RNA was extracted from blood or bone marrow cells. Quantification of BCR::ABL1 transcript levels was performed after reverse transcription and quantitative real-time polymerase chain reaction (RT-qPCR) according to the Europe against cancer (EAC) protocol using ABL1 as control gene [13]. Results are expressed as a percentage of BCR::ABL1/ABL1.

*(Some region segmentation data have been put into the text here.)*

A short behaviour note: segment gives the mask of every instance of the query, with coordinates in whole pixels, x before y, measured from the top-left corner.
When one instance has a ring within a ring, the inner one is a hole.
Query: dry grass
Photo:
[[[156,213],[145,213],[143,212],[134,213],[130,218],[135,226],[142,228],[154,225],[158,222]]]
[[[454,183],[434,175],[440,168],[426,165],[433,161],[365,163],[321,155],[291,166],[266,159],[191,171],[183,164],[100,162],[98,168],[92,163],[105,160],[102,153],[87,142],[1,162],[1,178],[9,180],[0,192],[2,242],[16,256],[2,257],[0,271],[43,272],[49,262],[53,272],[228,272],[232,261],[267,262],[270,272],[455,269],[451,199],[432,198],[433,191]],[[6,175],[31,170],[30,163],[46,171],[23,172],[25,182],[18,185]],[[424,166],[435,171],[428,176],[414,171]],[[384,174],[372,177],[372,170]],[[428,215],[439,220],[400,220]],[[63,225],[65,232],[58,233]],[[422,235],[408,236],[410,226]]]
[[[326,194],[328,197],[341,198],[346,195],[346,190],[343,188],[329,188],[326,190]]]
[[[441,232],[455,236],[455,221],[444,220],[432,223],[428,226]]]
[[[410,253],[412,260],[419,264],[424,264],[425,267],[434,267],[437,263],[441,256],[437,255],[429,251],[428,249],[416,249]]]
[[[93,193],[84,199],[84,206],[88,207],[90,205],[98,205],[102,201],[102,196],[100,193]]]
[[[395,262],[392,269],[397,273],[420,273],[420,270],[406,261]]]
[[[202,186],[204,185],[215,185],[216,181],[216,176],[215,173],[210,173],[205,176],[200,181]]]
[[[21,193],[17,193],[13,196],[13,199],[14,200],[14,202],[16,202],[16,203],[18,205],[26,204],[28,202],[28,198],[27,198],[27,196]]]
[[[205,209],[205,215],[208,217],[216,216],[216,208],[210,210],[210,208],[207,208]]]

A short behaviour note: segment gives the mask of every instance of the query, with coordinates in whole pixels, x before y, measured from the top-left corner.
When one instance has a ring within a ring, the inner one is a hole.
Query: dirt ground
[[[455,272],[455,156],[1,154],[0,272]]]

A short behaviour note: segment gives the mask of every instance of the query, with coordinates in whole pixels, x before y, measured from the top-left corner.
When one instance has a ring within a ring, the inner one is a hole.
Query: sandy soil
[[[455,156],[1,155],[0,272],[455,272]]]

Data analysis was performed using Stata software (Statistical Software: Release 18.0. Stata Corporation, College Station, Texas, USA). All reported P-values were two-sided and the significance threshold was set at <0.05. Comparisons of the patients’ characteristics between groups (de novo BCR::ABL1+AML vs CML-BP) were assessed using Student’s t test (or the Mann–Whitney test if necessary) for continuous variables, and the chi2-test (or Fisher’s exact test if necessary) for categorical variables (including response to induction). For survival endpoints (EFS, RFS and OS), Kaplan–Meier survival curves were drawn and described using median in months (with IQR) as well as survival rates at 2 and 5 years. Differences in survival functions were tested using the log-rank test. The median follow-up (and its interquartile range (IQR)) was described by the reverse Kaplan–Meier technique. In the flow cytometry analysis, comparisons were performed using a Mann–Whitney test for continuous variables and Fisher’s exact test for categorical variables with GraphPad Prism. Ward’s clustering and PCA were conducted with Tanagra statistical software. Statistical test results are graphically expressed: *p < 0.05, **p < 0.01, ***p < 0.001.